ITRI offers exciting new opportunities for research growth
By Alfred Deakin Professor Xungai Wang
During my time at Deakin University, I have seen a commendable growth in the University's research profile.
An important component of that is the work done at the Centre for Material and Fibre Innovation (CMFI), mostly housed in the Geelong Technology Precinct.
When CMFI was officially formed in 2006, Professor Peter Hodgson was the inaugural director and I was the deputy director. The Faculty of Science and Technology has provided very strong support for CMFI over the years.
It was a highly successful partnership as we brought in large research grants that supported many new researchers, and some of the researchers subsequently took up academic positions within the Faculty.
I watched with a mixture of pride and satisfaction as early career researchers joined us from all over the world then made names for themselves.
We all move now to the next step forward.
The CMFI will continue to exist, but as a large centre within
ITRI.
It is both an honour and a huge challenge to be heading up the new centre under the new structure now that Peter Hodgson has been appointed Director of Research for ITRI.
Peter and I have developed a powerful friendship as well as a wonderful research partnership since we came to Deakin a decade ago, recruited with the goal of changing the way the University’s research was perceived, particularly in technology and engineering.

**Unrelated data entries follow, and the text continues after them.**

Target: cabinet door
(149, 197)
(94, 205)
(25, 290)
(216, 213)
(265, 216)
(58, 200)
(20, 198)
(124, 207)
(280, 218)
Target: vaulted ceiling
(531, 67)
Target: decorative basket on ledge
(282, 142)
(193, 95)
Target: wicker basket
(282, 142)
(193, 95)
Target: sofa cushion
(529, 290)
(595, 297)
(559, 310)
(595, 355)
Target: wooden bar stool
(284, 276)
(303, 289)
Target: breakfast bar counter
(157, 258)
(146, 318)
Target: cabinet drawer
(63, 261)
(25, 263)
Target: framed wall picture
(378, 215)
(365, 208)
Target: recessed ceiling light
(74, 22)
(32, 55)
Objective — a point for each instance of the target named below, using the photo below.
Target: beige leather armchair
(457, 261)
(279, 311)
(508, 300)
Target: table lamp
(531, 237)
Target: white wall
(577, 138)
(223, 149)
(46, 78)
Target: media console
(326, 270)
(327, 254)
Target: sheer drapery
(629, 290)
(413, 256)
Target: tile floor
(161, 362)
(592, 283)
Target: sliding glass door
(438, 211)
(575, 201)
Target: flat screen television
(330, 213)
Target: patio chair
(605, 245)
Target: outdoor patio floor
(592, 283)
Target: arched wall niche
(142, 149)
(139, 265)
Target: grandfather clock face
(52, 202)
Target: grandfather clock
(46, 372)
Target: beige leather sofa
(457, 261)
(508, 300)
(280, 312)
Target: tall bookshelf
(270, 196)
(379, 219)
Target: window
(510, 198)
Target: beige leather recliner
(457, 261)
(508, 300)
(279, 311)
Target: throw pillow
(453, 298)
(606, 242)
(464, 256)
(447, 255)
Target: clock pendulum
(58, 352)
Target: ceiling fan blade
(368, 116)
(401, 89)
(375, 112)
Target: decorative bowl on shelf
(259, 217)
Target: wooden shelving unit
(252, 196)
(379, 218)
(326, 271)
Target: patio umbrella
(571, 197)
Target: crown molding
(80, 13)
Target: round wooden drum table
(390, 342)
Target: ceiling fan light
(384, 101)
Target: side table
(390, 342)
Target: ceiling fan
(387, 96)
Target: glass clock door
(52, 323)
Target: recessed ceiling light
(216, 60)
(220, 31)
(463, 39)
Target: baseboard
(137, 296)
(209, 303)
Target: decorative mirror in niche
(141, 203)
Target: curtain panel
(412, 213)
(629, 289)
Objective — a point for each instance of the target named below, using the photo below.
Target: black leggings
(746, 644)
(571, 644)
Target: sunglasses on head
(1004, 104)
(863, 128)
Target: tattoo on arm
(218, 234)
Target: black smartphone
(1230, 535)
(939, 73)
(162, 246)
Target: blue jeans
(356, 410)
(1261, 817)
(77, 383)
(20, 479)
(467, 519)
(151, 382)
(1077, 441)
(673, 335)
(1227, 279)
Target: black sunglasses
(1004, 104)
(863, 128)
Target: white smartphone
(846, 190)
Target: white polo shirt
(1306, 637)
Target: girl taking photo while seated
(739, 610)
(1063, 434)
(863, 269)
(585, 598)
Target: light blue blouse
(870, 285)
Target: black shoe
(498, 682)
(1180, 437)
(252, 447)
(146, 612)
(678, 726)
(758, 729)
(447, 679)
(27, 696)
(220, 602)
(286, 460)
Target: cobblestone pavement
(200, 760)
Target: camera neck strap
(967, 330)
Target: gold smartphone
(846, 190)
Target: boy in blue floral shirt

Our colleague and friend, Professor Saeid Nahavandi, joined Deakin around the same time and has played a key part in this process. Saeid now heads the highly successful Centre for Intelligent Systems Research (CISR) within ITRI.
I see the partnership with Peter and Saeid continuing
afforce in the future. We also expect the same sort of partnerships
to form with the newly appointed senior researchers and the
Executive Director of ITRI.
Having all this brilliant expertise and facilities under the one roof, so to speak, offers all sorts of synergies for our research and administration. It also provides even better opportunities for the multi-disciplinary research we have been promoting at Deakin for many years now.
In fact, a key objective of setting up ITRI is to ensure the whole is greater than the sum of its individual parts.
In the old CMFI, we held our weekly research
seminars – and played out table tennis tournaments - to learn
what our colleagues were doing and to look to see how we could
assist them. This is now happening ITRI-wide, so frank exchanges
of research information and fresh ideas now happen amongst
material and fibre scientists, the experts in haptics and
robotics, and those in the biosciences from BioDeakin.
I thank all my friends and colleagues within ITRI for taking on the extra work and challenge associated with ensuring the smooth operation of the new Institute in the first year.
I reckon in the years that lie ahead, as we get more resources and a better understanding of what all the members of ITRI do, and how ITRI fits within the University’s overall structure and research strategy, our successes will continue.